I don't know how many of you are poets who enter book contests. (For those who don't: it's a convenient system for paying strangers to throw away your manuscript.) If you are, you've probably heard of Foetry, a Web site (run, appropriately enough, by a group of anonymous muckrakers) that finds behind every poetry contest a web of nepotism and conspiracy: judges awarding publishing contracts to their own students; workshop buddies selecting each other for Best Poet. After spending a few minutes in this heady atmosphere of paranoia and accusation, you might start thinking that poetry publishing depends on personal relationships as much as it does on the quality of the work. That's crazy talk!
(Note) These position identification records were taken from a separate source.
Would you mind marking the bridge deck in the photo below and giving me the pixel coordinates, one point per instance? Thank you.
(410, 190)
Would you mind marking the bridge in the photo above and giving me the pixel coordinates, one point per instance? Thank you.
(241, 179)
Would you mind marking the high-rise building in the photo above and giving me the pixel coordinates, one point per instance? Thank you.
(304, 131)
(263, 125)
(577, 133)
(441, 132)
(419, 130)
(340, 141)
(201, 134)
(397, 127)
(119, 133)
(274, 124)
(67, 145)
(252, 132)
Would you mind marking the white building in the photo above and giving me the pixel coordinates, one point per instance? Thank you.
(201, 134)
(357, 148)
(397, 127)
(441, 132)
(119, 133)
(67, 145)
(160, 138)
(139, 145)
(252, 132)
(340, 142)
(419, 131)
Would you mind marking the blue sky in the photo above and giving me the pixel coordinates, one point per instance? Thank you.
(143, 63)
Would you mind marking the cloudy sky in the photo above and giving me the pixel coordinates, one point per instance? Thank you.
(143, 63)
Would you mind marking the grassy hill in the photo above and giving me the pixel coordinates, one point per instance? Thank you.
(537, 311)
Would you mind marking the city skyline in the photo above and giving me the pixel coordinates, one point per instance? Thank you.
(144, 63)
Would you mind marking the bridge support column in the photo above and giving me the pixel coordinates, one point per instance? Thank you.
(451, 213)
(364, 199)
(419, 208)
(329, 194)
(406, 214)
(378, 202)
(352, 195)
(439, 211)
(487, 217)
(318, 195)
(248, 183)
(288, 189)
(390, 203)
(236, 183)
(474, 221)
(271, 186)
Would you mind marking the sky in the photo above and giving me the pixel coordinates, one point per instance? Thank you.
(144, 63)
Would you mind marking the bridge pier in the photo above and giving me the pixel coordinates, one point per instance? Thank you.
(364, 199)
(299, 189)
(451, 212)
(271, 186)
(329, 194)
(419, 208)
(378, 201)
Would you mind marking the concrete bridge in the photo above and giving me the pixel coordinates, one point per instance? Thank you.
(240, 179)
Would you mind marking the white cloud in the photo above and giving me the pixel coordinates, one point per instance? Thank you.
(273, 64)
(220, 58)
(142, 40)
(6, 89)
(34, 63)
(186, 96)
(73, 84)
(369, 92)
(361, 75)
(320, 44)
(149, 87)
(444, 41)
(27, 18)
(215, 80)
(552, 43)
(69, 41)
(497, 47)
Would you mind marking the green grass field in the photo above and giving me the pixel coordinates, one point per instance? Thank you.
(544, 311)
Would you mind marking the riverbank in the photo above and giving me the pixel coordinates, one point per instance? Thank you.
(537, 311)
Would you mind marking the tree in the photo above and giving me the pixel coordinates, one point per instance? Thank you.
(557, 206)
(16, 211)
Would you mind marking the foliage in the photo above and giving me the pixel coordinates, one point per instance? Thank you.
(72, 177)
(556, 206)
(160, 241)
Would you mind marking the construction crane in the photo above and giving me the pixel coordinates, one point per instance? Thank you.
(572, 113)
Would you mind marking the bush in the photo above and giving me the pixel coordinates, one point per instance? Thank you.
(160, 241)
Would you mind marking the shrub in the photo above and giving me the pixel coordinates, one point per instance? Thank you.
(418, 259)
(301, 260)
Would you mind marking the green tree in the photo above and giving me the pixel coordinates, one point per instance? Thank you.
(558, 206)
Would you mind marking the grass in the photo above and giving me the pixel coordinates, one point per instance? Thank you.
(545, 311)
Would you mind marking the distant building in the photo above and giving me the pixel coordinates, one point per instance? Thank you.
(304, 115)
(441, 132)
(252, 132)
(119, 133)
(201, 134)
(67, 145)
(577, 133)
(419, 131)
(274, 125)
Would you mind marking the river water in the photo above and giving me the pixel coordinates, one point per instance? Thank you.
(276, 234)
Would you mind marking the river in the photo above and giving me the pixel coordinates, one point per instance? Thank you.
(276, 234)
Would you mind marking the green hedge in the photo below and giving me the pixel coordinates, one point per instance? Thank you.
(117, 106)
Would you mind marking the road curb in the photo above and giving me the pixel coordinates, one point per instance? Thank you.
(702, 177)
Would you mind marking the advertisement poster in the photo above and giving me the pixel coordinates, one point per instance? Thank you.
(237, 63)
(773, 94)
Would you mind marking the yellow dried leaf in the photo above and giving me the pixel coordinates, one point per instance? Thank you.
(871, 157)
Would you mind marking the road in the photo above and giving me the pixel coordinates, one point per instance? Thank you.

Some of the accusations are serious and seemingly true, some overblown. (One editor is said to have awarded a prize to a poet whose [anonymous] poems he recognized from a workshop they had both taken together. So a poet recognizes the work of another poet. And?) Perhaps, though, the most well-grounded problems might be solved by a simple application of the Magic of the Internet.

What I mean is this: these days I am preparing a scientific paper to submit to the American Journal of Epidemiology, which requires that all submissions be blind. (I don't know how it works yet, but I imagine you provide an e-mail which the automatic system, but not the first readers, keep track of.) Why can't all poetry submissions, not just for contests but for journal publication as well, be handled in a similar fashion? If Foetry, or the Academy of American Poets, or Poetry Magazine/The Poetry Foundation wanted to do a public service, they could present a beta version of such a system. Poems would be submitted without any names or addresses, which would then be provided only upon acceptance.

The main objection would be the one currently made by many editors against e-mail submissions: they're already flooded, so why make it any easier to send them poetry? If that's the case, think up some bureaucratic busywork to go along with the poem. Require the submitter to fill out a trial-subscription form for the magazine or journal she's submitting to (the form would be on-line, but separate from the submission system -- that is, the busywork would have to be completed, but its information wouldn't be connected to the submission). Or -- if we're thinking scandalous thoughts -- why not charge a submission fee, of, say, a dollar a poem?

If we had truly anonymous on-line submission, coupled with some small hurdles to keep the volume of submissions manageable -- while that wouldn't guarantee good poetry, it might keep out some more of the bad stuff.